This biographic documentary about Hollywood director George Cukor is anything but a biography. That's too bad, because one expects such a film to give considerable background on the subject. Instead, this mostly is a collection of vignettes of Cukor's working with various big name stars on his most successful films. There is absolutely nothing about the man himself – his parents, birth, boyhood, family, personal life or other background. After all, aren't those some of the things – if not the crucial things, that shape a person?
After some film clips, this documentary opens with Cukor walking toward the camera in a garden. The sparsely used narrator, Sydney Pollack says, over this scene, "Cukor arrived in Hollywood the same time as the talkies." Period! That's it! We learn nothing of the background of the man, or how it would shape the character of George Cukor, who would go on to direct some of Hollywood's best actors and movies.

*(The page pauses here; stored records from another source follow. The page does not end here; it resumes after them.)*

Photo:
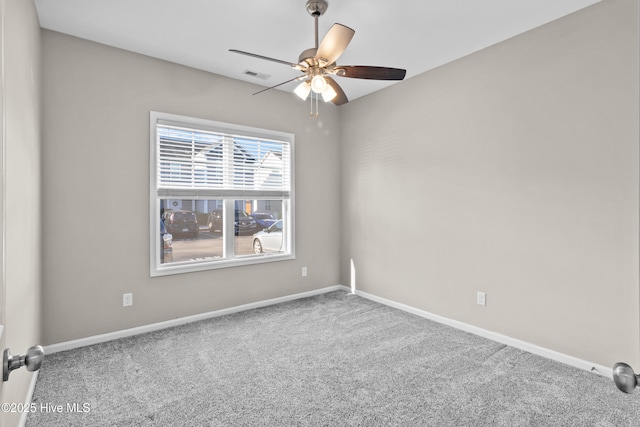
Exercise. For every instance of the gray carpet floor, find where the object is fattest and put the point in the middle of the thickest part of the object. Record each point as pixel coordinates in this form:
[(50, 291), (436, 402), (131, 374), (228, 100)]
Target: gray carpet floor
[(330, 360)]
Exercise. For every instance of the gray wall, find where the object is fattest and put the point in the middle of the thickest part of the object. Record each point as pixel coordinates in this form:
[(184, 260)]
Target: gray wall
[(96, 189), (513, 171), (21, 234)]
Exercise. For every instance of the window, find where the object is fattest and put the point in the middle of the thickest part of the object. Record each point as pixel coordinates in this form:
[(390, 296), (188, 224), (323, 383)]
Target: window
[(221, 195)]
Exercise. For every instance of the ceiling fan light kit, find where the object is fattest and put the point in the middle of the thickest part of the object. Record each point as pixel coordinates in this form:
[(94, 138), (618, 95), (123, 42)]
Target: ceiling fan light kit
[(318, 64)]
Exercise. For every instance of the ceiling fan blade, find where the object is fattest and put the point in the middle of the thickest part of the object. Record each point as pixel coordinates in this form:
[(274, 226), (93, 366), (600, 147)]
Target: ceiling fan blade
[(334, 43), (340, 97), (372, 73), (280, 84), (291, 64)]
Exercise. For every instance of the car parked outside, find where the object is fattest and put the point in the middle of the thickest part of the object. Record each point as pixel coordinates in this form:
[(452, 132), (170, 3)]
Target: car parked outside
[(166, 241), (268, 240), (182, 223), (263, 219), (243, 222)]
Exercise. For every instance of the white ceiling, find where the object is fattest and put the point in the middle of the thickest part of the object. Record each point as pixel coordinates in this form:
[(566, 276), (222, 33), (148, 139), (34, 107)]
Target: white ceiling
[(416, 35)]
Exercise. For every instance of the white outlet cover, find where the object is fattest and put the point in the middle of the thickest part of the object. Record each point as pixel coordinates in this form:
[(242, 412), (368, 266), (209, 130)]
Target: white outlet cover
[(482, 298)]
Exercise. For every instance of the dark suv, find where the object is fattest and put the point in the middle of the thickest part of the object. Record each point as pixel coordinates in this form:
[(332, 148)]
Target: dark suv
[(181, 223), (244, 223)]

The setting with the director sitting and discussing actors and films resembles movie reviewers and similar programs when critics show such clips. Very little new is learned and the viewer gains no insights into the director's character and vision. Even in his description of the director's job, Cukor seems abstract or elusive. See how he describes the job of the director: "It's a very fine point about how to handle actors," he says. "By and large, you give the tone of the whole thing. You give the vitality. If a director sits down, everybody else sits down. That is among his other duties – to keep it going." These make nice little sound bites, but is there anyone who doesn't know this? By instinct, one knows that the director is the boss, in charge of the goings-on.
The one bit of information I found interesting was something Cukor said of Katherine Hepburn and her mother. "She is a great believer in women's rights. Her mother was. Her mother was a birth control friend of Margaret Sanger, and she was brought up in this absolutely liberal tradition." As far as I know, this 1973 documentary is the first mention of that background.
The narrator says that Cukor was fired early as director of "Gone With the Wind," and that the studio made many changes in his finished film of "A Star is Born." But, Cukor didn't make a row about these instances. The narrator sounds a note of sympathy for Cukor, that he just took these things in stride and went on with his life of film directing. But, considering the rumors and different versions of stories that still circulate about that time, one can imagine why Cukor wouldn't make a big fuss. He had a reputation for a sharp tongue, and was known to hold some of the best parties in Hollywood. Who knows what scandals and skeletons might come out of the closet if one were to protest too much?
It would have been nice to learn more about the man behind the name – halos, warts and all. Without that, this documentary is just a so- so look at one man's experiences with some movies and their stars. This 1973 documentary was made for TV. It now comes as a bonus on some DVDs.